We’ve got a single container running on K8s that is reading messages from Kafka and pushing then into FoundationDB running on EC2 instances (not via the K8s operator, as that currently results in limitations we’re not OK with).
Our cluster is not huge, but we’re running in
three_data_hall mode with 9 coordinators, 6 ‘stateless’ class nodes, 9 available log class nodes (4 in use, 5 standby), and 6 storage processes across 3 nodes. Each storage and log class node has 8GB RAM, and gp3 disks (one disk per process on the storage nodes) configured for a max of 6000 iops and 150MB/sec throughput.
With all of that, our single container is able to completely kill the FDB cluster.

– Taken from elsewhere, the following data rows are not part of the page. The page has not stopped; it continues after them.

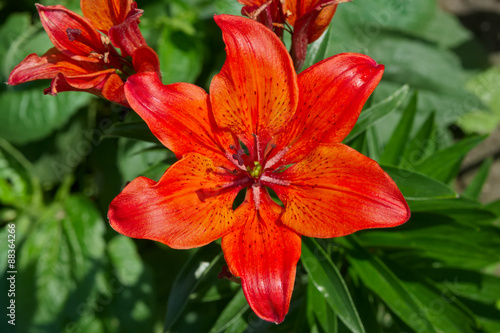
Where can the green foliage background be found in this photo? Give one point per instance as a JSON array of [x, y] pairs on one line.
[[63, 159]]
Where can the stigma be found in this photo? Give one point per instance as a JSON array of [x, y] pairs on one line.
[[256, 171]]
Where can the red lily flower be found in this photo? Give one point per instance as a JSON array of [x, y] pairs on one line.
[[330, 190], [84, 59], [309, 18]]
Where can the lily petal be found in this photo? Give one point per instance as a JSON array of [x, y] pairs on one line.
[[332, 94], [335, 191], [264, 254], [72, 34], [127, 36], [256, 91], [178, 115], [105, 13], [189, 207], [48, 66]]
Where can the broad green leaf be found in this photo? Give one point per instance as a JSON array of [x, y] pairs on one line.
[[30, 115], [418, 187], [474, 189], [383, 282], [137, 130], [445, 164], [423, 144], [374, 113], [327, 279], [231, 313], [193, 272], [399, 138]]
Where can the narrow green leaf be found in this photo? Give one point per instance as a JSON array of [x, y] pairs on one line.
[[421, 146], [445, 314], [383, 282], [373, 144], [374, 113], [30, 115], [441, 238], [231, 313], [474, 189], [137, 130], [327, 279], [445, 164], [193, 272], [399, 138], [418, 187]]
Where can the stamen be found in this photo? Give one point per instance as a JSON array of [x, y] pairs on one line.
[[73, 33]]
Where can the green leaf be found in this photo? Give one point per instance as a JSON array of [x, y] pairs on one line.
[[30, 115], [441, 238], [129, 288], [398, 141], [60, 259], [17, 186], [474, 189], [374, 113], [193, 272], [383, 282], [327, 279], [444, 314], [445, 164], [228, 7], [418, 187], [231, 313], [422, 145], [137, 130], [180, 55]]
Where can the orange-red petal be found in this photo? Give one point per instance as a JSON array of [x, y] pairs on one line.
[[256, 90], [189, 207], [335, 191], [178, 115], [264, 254], [105, 13], [48, 66], [127, 36], [72, 34], [332, 94]]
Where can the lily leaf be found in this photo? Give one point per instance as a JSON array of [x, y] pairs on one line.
[[399, 138], [232, 312], [327, 279], [194, 271], [474, 189], [445, 164], [418, 187], [374, 113]]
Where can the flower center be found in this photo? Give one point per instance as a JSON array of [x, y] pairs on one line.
[[256, 171]]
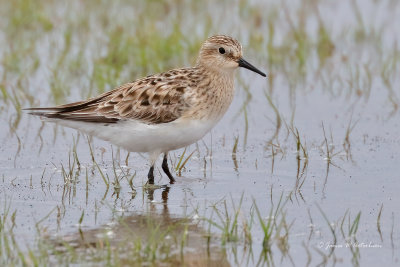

It reads a batch of messages from Kafka, then fans out into parallel threads to write them to FDB. This works fine for a short amount of time (15 minutes or so), but we see the durability lag, data lag, log queue size etc all gradually increase. The log queue size in particular seems to max out at 1.5GB. It’ll run like that for a short while, then the cluster just becomes unavailable. The app gets no response,
fdbcli on a server reports that “the configuration could not be read”, etc. The only way to bring it back seems to be to reboot the log and storage nodes. When they come back up the cluster goes into recovery/repartitioning, and eventually ends up back in a healthy state. It doesn’t seem to have lost any of the writes that the app actually saw it accept.
The thing is, I thought this was the purpose of ratekeeper? I thought when it detected queues/lag growing like this it was supposed to rate limit incoming requests to prevent the cluster being overloaded. Why is that not happening?